Late Night comedians had plenty to work with last night. Courtesy of
CBS News:
David Letterman
“You seem like you're in a good mood tonight. You folks enjoy the Osama bin Laden season finale?"
Jay Leno
“It looks like President Obama has a new campaign slogan: Yes I Did.”
Jimmy Kimmel
"It was the first Twitter death rumor ever that turned out to be true."
Jimmy Fallon
"Bin Laden is dead! — just like the Republicans' chances in 2012."
Jon Stewart
"I suppose, I should be expressing some ambivalence about the targeted killing of another human being. And yet — uhhhh, no!"
“What was the look on bin Laden's face when he realized the helicopters overhead were not giving traffic and weather updates?"
Letterman's Top Ten List of bin Laden's final words:
"I'm not sure I want to live in a world where 'Fast Five' is the No. 1 movie"

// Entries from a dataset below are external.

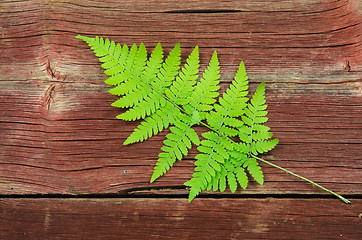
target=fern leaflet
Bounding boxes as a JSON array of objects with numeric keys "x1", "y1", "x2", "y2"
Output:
[{"x1": 77, "y1": 36, "x2": 350, "y2": 203}]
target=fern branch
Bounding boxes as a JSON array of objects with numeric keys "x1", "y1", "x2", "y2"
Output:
[{"x1": 251, "y1": 155, "x2": 351, "y2": 204}]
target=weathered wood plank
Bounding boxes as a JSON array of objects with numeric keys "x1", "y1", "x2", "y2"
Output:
[
  {"x1": 0, "y1": 0, "x2": 362, "y2": 194},
  {"x1": 0, "y1": 199, "x2": 362, "y2": 240}
]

"I need a house full of Navy SEALs like I need a hole in the head."
Conan O’Brien
"When he heard about it, former President Bush was furious and said, 'Wait a minute — I could have used seals?!"'
More Letterman
"How about those Navy SEALs? They jump out of a helicopter, they break into the compound, and they fire a warning shot into his head."
"Well, the good news is, bin Laden lived to see the royal wedding."
"Owing to a screwup in the paperwork, there were 72 vegans awaiting bin Laden in the afterlife instead of the 72 virgins supposedly promised."
And finally, Mark Twain
"I've never wished a man dead, but I have read some obituaries with great pleasure."